Cell inflammation models and cell-free mitochondrial transfer experiments
A. Isolation of enhanced mitochondria from spheres: Mitochondria in 2D-cultured ASCs or chitosan-induced 3D spheres were extracted using Mitochondria Isolation Kit for cultured cells (Abcam, ab110170). Cells and spheres were collected by centrifugation at 800 rpm for 5 min, rinsed once with PBS, and subjected to a freeze-thaw process to disrupt the cell membrane. The samples from different groups were then suspended in Reagent A for 10 min and homogenized with 30 strokes using a Dounce homogenizer. The resultant mixture was centrifuged at 4000 rpm for 10 min. The supernatant containing Reagent A was collected. Next, Reagent B was added to resuspend the cell pellet, followed by a 10-min incubation, cell homogenization, and another centrifugation at 4000 rpm for 10 min. The combined supernatants (Reagent A and B) were centrifuged at 12000 rpm for 15 min. The pellet was washed once with PBS, centrifuged again. After removing the PBS, the mitochondria were resuspended in growth media, and then administered to inflamed cells. Approximately 50 μg of mitochondria, quantified using the Bio-Rad protein assay, can be extracted from spheres formed by 1 × 106 ASC cells in a 9 cm chitosan-coated dish after 72 hours of culture. To visualized the extracted mitochondria, the MitoTracker™ Deep Red FM dye (red fluorescent color) were applied to ASCs or ASC spheres for staining and tracing the mitochondria prior isolation. The extracted mitochondria (exMito) were freshly applied for in vitro cell rescue experiments.

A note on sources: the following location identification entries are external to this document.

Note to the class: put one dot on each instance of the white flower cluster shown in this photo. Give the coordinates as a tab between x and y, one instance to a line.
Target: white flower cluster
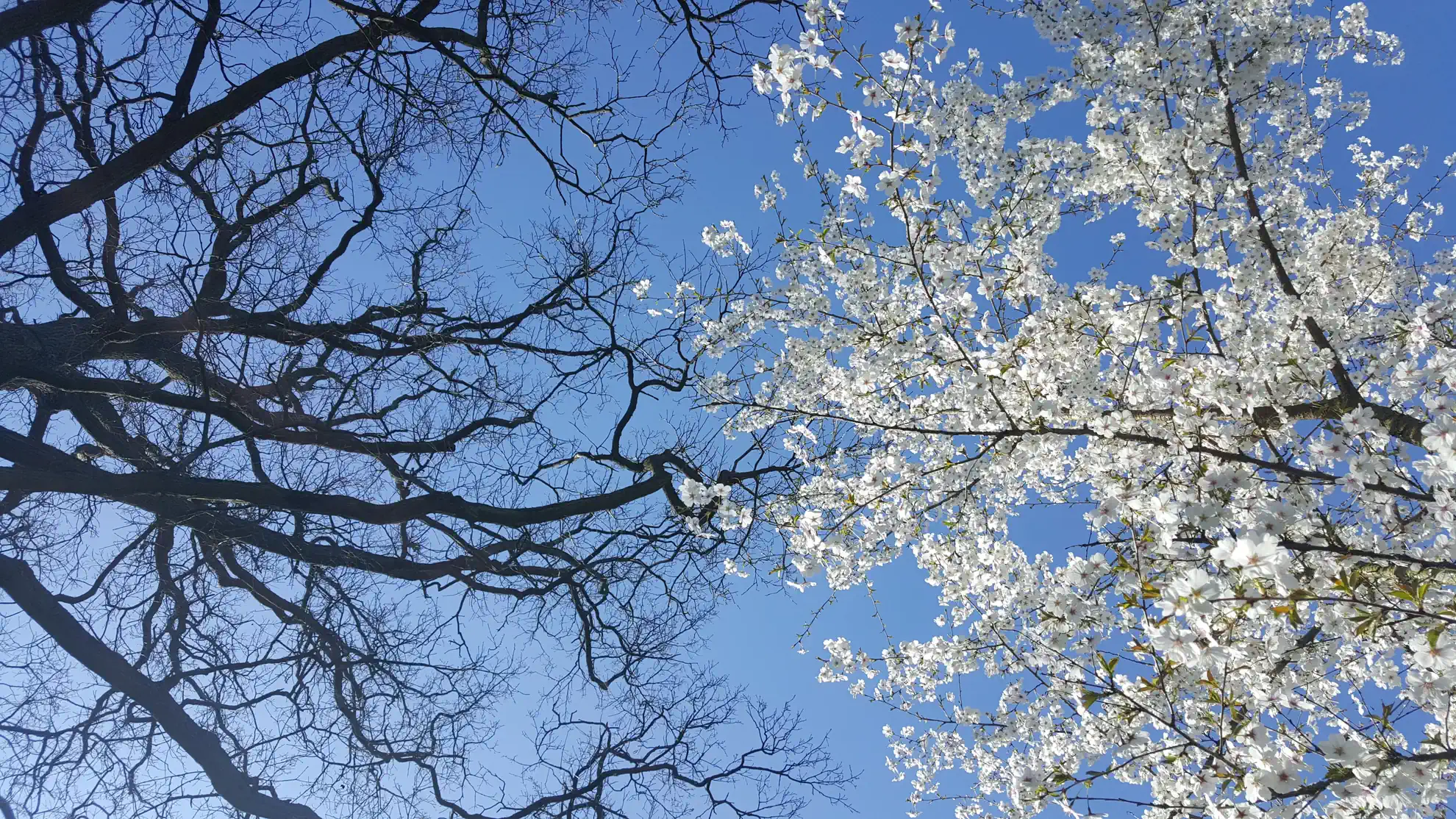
1252	407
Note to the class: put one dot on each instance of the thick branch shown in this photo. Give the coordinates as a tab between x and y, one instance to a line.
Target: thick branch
203	745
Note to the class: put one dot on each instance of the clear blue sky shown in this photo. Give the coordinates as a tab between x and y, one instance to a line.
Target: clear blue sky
1413	102
756	637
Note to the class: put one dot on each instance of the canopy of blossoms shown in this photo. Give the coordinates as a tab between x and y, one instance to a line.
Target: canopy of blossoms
1251	402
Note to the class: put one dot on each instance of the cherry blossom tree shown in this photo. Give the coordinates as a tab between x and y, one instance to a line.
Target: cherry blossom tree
322	490
1249	402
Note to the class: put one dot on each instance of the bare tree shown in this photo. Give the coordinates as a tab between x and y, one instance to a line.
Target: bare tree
310	495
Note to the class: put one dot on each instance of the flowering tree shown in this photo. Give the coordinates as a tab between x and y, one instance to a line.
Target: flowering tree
1254	413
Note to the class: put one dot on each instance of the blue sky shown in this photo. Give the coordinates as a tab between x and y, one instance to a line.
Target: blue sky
756	639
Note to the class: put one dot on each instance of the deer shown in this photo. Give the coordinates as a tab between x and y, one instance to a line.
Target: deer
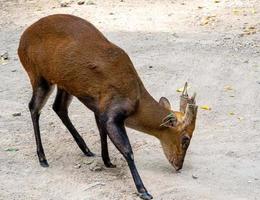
68	52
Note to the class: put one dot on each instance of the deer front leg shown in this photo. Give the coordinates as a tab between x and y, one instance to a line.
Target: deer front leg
114	125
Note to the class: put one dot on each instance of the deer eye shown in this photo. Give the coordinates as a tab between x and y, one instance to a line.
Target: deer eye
185	142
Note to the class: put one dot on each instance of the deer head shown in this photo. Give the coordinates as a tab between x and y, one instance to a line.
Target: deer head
178	128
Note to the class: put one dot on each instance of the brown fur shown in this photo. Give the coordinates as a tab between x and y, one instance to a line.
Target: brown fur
70	52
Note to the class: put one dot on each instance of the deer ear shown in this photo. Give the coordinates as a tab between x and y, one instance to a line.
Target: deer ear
165	103
169	121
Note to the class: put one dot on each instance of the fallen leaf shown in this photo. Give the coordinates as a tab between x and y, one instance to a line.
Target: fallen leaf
250	30
208	20
205	107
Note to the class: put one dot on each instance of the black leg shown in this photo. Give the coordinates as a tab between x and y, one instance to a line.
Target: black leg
114	126
104	147
40	95
60	106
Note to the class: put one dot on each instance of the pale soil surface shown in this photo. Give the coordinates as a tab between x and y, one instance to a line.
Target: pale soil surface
169	42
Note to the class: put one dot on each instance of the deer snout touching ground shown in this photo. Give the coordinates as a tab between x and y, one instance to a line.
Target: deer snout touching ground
69	52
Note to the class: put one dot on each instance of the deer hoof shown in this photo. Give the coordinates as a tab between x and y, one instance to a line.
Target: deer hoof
89	154
44	163
110	165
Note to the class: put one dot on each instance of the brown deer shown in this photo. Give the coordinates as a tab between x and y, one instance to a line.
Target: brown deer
71	53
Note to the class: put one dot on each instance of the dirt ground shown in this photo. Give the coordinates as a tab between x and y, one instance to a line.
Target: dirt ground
214	45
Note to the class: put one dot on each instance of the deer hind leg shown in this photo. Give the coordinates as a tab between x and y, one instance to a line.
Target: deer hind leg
41	91
113	123
104	147
60	106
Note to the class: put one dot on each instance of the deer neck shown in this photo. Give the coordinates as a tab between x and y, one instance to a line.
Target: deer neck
148	116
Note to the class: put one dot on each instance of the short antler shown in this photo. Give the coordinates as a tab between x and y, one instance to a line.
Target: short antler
184	98
188	106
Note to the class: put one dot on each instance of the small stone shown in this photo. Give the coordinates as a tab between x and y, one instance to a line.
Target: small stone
194	176
65	3
17	114
4	56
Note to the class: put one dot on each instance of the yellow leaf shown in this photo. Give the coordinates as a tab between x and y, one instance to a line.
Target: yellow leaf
182	88
205	107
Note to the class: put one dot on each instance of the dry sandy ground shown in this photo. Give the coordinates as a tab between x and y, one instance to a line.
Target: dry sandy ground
170	42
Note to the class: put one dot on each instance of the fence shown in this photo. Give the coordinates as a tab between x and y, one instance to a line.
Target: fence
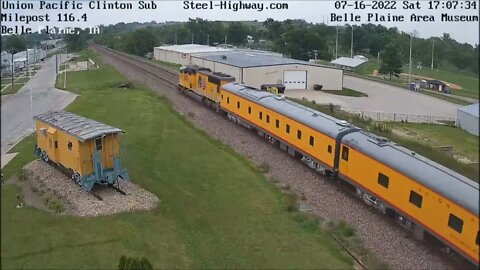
399	117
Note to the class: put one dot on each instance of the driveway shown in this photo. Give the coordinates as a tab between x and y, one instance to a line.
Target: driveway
382	98
17	119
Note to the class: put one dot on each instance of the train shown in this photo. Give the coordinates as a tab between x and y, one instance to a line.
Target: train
87	150
423	196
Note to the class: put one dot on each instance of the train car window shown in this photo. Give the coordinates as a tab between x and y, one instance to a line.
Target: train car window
345	153
455	223
98	144
383	180
416	199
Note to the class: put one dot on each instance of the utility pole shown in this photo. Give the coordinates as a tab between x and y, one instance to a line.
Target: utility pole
433	50
336	44
351	45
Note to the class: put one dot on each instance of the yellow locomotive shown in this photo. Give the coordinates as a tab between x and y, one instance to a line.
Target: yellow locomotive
87	149
424	197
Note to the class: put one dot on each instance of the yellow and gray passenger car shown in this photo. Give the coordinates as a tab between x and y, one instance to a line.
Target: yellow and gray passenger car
423	196
87	149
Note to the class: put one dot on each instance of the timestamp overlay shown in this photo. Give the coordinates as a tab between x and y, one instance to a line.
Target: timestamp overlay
66	17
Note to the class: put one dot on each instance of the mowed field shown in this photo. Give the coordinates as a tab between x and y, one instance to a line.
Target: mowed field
217	210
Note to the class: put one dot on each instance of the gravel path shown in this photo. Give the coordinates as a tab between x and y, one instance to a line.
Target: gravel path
379	234
50	182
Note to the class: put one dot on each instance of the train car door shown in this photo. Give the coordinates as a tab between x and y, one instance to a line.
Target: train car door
344	159
52	151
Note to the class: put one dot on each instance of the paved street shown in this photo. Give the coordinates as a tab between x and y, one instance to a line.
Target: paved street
16	115
382	98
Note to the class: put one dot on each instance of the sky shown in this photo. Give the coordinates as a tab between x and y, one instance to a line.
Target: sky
311	11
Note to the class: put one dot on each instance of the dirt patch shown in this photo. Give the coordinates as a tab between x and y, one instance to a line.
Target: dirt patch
46	188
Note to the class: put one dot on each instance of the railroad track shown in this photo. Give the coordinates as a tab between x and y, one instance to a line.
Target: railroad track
167	76
170	78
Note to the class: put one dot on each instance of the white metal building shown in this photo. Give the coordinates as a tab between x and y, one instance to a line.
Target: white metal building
255	68
467	118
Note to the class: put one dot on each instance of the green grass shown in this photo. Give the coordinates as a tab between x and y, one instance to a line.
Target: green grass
11	90
463	143
217	210
346	92
469	170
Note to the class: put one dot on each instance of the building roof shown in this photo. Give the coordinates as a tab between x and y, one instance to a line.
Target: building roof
470	109
82	128
349	62
246	59
191	48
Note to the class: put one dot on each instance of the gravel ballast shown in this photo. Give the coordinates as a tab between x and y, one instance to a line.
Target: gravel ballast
380	235
49	182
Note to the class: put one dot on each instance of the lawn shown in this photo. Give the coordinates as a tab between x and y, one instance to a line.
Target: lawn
217	210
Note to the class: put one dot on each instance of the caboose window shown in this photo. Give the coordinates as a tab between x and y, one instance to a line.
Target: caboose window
345	153
98	144
456	223
416	199
383	180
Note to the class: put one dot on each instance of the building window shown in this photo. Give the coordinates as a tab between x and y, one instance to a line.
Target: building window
383	180
456	223
345	153
415	199
98	144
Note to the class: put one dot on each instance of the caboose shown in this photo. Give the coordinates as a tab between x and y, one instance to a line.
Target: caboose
88	150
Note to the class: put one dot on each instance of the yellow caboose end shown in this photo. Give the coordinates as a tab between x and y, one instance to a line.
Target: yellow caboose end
87	149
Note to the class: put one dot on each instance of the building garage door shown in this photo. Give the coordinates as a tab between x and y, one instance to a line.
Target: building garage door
295	79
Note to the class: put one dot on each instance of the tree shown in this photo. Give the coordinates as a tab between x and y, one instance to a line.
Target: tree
16	43
391	61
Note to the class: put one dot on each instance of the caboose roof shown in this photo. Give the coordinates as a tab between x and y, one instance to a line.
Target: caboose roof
81	127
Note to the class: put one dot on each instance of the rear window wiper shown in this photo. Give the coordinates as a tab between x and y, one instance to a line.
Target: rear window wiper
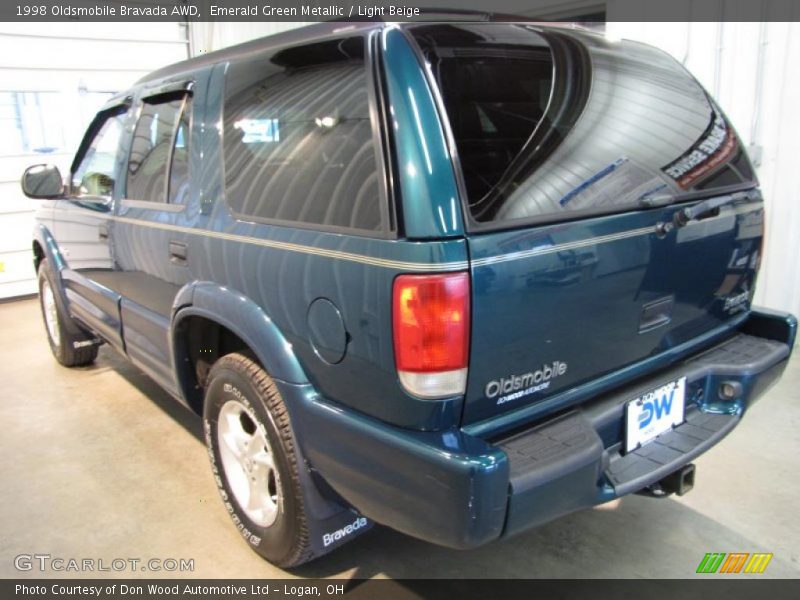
693	213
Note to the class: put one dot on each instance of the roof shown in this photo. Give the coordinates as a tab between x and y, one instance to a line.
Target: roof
301	35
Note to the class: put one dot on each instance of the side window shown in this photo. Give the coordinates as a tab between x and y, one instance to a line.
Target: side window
298	143
158	164
94	175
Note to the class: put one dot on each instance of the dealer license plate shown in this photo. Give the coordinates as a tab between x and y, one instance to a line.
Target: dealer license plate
653	413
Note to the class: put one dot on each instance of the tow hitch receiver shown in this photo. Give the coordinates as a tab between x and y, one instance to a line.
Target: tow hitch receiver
680	482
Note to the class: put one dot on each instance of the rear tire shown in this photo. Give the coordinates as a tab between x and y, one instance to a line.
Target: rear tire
62	338
251	447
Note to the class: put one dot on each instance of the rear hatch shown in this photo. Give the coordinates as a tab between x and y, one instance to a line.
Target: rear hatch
613	213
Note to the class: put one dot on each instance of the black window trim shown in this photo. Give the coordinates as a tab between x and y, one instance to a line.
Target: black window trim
159	95
386	232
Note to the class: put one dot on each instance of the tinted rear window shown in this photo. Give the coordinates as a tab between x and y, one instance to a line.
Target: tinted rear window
547	122
298	142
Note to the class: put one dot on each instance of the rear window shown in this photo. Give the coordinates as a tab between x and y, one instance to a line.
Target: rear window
549	124
298	141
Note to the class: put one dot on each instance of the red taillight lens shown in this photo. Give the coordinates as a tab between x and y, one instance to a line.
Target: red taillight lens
431	321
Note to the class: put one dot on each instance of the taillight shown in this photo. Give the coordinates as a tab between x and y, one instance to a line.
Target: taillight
430	317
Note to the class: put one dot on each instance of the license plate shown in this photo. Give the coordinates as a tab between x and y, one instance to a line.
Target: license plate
653	413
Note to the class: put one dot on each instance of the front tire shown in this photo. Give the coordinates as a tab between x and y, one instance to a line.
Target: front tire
251	447
70	346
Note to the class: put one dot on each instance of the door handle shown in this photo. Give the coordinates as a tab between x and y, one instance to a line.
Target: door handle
177	252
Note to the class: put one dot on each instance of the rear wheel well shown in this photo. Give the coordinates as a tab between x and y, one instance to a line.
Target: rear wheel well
199	343
38	255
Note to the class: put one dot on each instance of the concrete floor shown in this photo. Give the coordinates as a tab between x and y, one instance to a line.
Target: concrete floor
98	462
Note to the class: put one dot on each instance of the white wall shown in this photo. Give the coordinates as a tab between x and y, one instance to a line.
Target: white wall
68	69
209	36
761	97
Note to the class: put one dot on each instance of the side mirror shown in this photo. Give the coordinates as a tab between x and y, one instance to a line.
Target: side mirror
42	182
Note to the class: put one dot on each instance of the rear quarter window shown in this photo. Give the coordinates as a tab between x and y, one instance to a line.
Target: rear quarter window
298	140
569	124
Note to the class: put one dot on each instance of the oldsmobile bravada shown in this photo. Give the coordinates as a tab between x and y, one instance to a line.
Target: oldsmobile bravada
455	279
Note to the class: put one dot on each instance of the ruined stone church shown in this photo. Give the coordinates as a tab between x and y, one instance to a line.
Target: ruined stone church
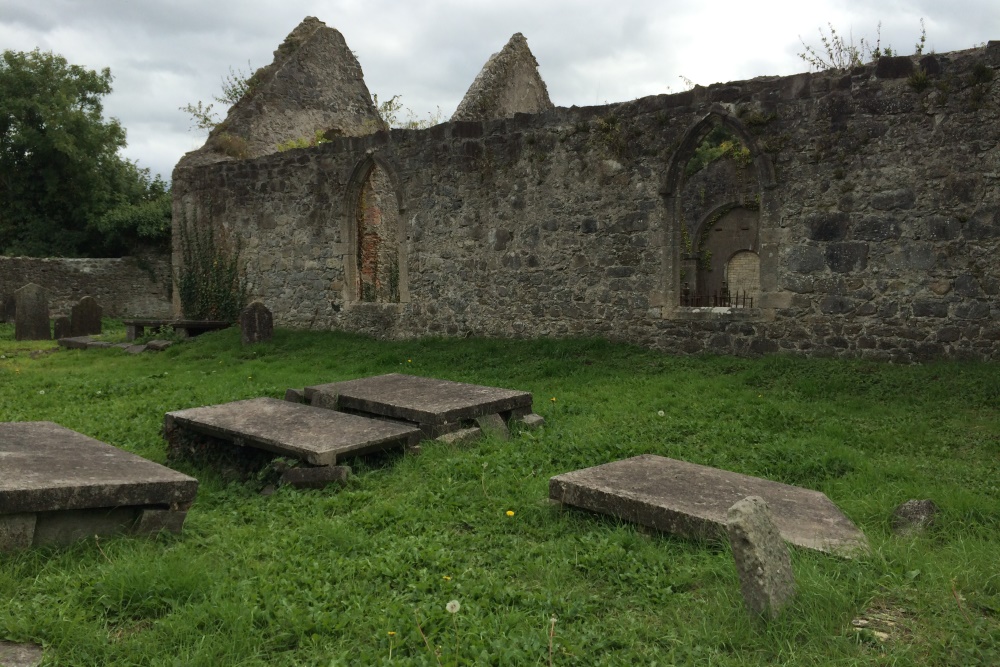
843	213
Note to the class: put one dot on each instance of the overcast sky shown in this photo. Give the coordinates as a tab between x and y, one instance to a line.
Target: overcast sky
167	53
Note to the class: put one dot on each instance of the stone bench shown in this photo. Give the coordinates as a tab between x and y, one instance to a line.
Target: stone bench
136	328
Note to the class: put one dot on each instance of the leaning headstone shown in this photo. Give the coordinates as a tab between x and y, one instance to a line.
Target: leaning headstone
256	323
62	327
914	516
761	556
31	319
86	317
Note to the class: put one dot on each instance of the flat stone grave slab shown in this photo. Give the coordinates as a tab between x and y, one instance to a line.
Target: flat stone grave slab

B. Inflamed cell models and treatments: For investigating the anti-inflammation and cell rescue outcome, RT4 cells (2.5 × 105 cells) were seeded in 6 cm culture dishes overnight and then subjected to 20 μg/ml lipopolysaccharide (LPS) or 10 ng/ml Tumor Necrosis Factor-α (TNFα) for 3 hours. The extracted mitochondria (50 μg) from various stem cell groups were added to the inflamed RT4 cells growing in a 10 cm plate and incubated for additional 48 hours. The RT4 cells were harvested for Western blotting to measure the inflammatory protein expressions, and qPCR for cytokine mRNA expressions.
To observe the delivery of exMito and the intracellular mitochondrial dynamics between exMito and endogenous mitochondria, the RT4 cells were first labeled with MitoTracker™ Green FM dye (green fluorescent color) for 45 min at 37°C before inflammatory induction by LPS or TNFα. After applying the exMito from different treatment groups for 48 hours, the inflamed RT4 cells were observed using living cell confocal microscopy (Olympus FluoView™ FV3000, Olympus Corp., Japan). Fluorescent-labeled mitochondria were visualized along with the nuclei stain using Hoechst 33342 (NucBlue Live Ready Probes Reagent, Thermo Fisher Scientific) to investigate the mitochondrial morphologies and interactions between exMito (red) and endogenous mitochondria (green) within the cells.
Statistical analysis
Statistical analysis was conducted utilizing GraphPad Prism 6 software (GraphPad, La Jolla, CA, USA). A significant threshold of p-value <0.05 was applied to determine statistical significance in this study. Specific statistical methods corresponding to each figure were detailed in the respective Figure Legends.